Territorialism – the key to cultural diversity
Ground-breaking new anthropological research has shed light on what has driven humanity’s amazing cultural diversity.
Genetically, humans are the most homogenous species on the planet, yet we have different religions, marriage systems, languages, and dances.
“Humans are a very young species with very little genetic diversity, yet we’ve got enormous cultural diversity that other species really don’t have,” says Mark Pagel, a professor of evolutionary biology in the School of Animal and Microbial Sciences at the University of Reading in England.

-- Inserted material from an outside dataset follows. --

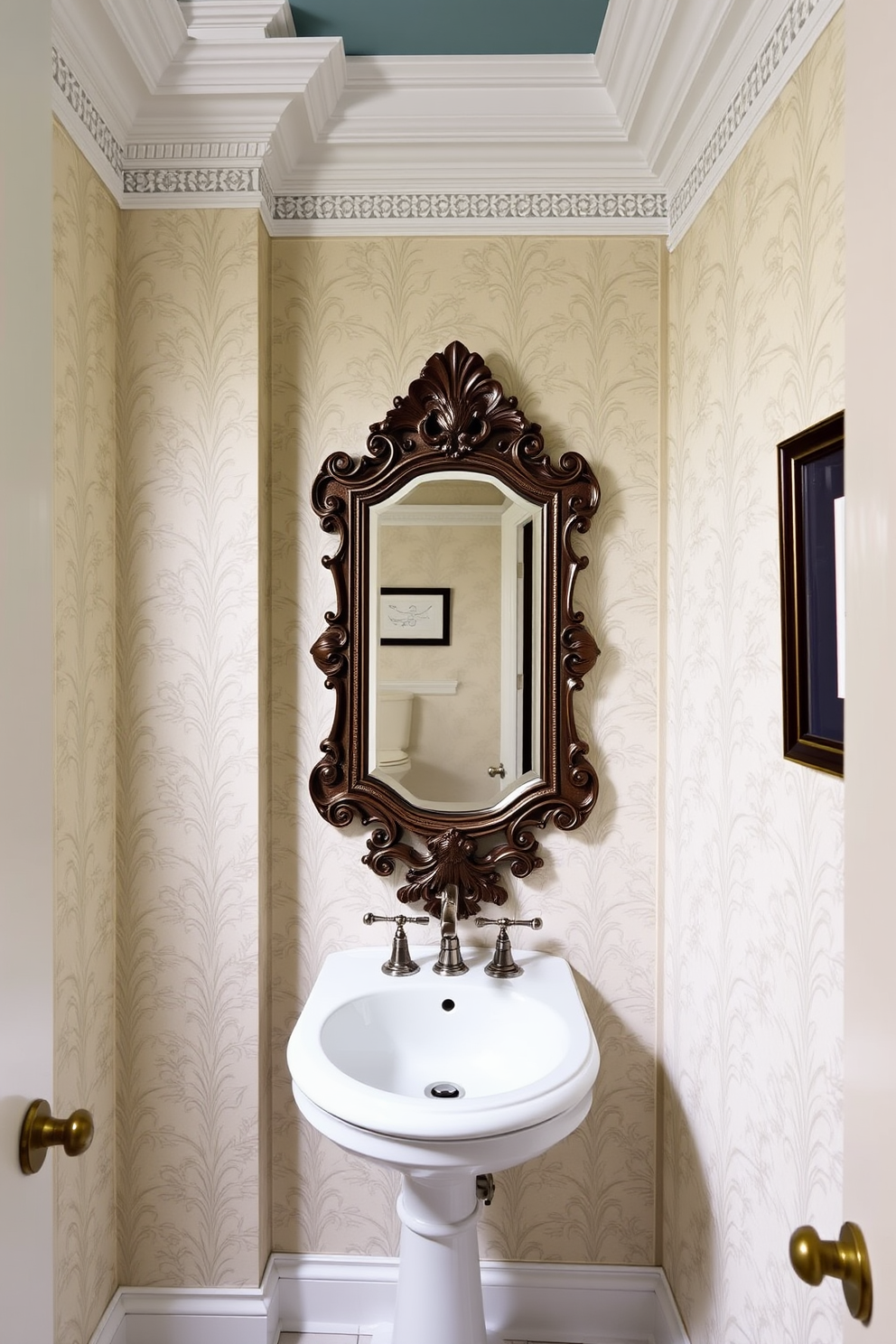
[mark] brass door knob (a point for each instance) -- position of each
(846, 1260)
(42, 1131)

In an article in the latest issue of the science journal Nature, Professor Pagel and co-author Ruth Mace, an anthropologist at the University College London, argue that our cultural evolution is driven in large part by a desire to control resources.
“Humans have a proclivity for drawing a ring around themselves and saying ‘this is my territory and I’m going to exclude others from occupying it’,” Professor Pagel said.
“That leads to different cultures arising through the usual processes of diversification and drifting apart when they’re isolated from each other.”
The research is salient at a time when there is much debate about cultural homogenisation sweeping the world.
From Manila to Miami, people seem to eat the same foods, watch the same films, and drive the same cars. Languages are being lost at a rate of one per day.
Professor Pagel says a cultural erosion is taking place but he says it has happened far less than it appears. He says that, unless they’re tempted financially to move and assimilate into a new culture, most people prefer to stay where they are and continue doing what they have always done.
“What’s remarkable is how little movement we have seen in people, given the ability we have to move people,” Professor Pagel said. “It’s the natural tendency for cultures to be quite cohesive and exclusive that we want to draw attention to,” he said
The study found that human cultures distribute themselves around the world in patterns similar to animal species. In animals, a trend known as ‘Rapaport’s Rule’ holds that the density of species is highest in the equatorial regions and declines steadily toward the poles.
Different languages – the standard by which the study differentiates cultures – are spoken every few square miles in some equatorial areas, while less climatologically hospitable regions have few languages.
“When resources are abundant, it is possible for a small group of humans to survive, while in areas where resources are not very abundant people have to range over large areas to meet their daily needs, and that seems to homogenise cultures, because they’re constantly coming into contact with other people,” Professor Pagel said.
Although our cultural diversity is still strong, it is only a fraction of what it was 10,000 years ago, when agriculturists moved out of Mesopotamia and replaced hunter-gatherer cultures in Europe and elsewhere, wiping out languages in the process.
“There are only about 50 languages spoken in Europe today. If it hadn’t been for the advance of the agriculturists, we would probably have greater linguistic diversity in Europe, and probably greater cultural diversity too,” Professor Pagel said.
We may be in another state of transition now with some experts suggesting that mass migrations of people moving from poor regions to rich areas will further reduce our cultural diversity.
“Whether things will change in the next hundred years and we’ll have one big homogenous world, we can’t really say. But we can say that, despite the potential for movement, really very little has happened so far,” Professor Pagel said.
“After all, you can walk down a street in Manhattan and find three generations of Italian speakers. Walk a few blocks more, and people are speaking Chinese. The cultural differences in Manhattan still remain,” he said.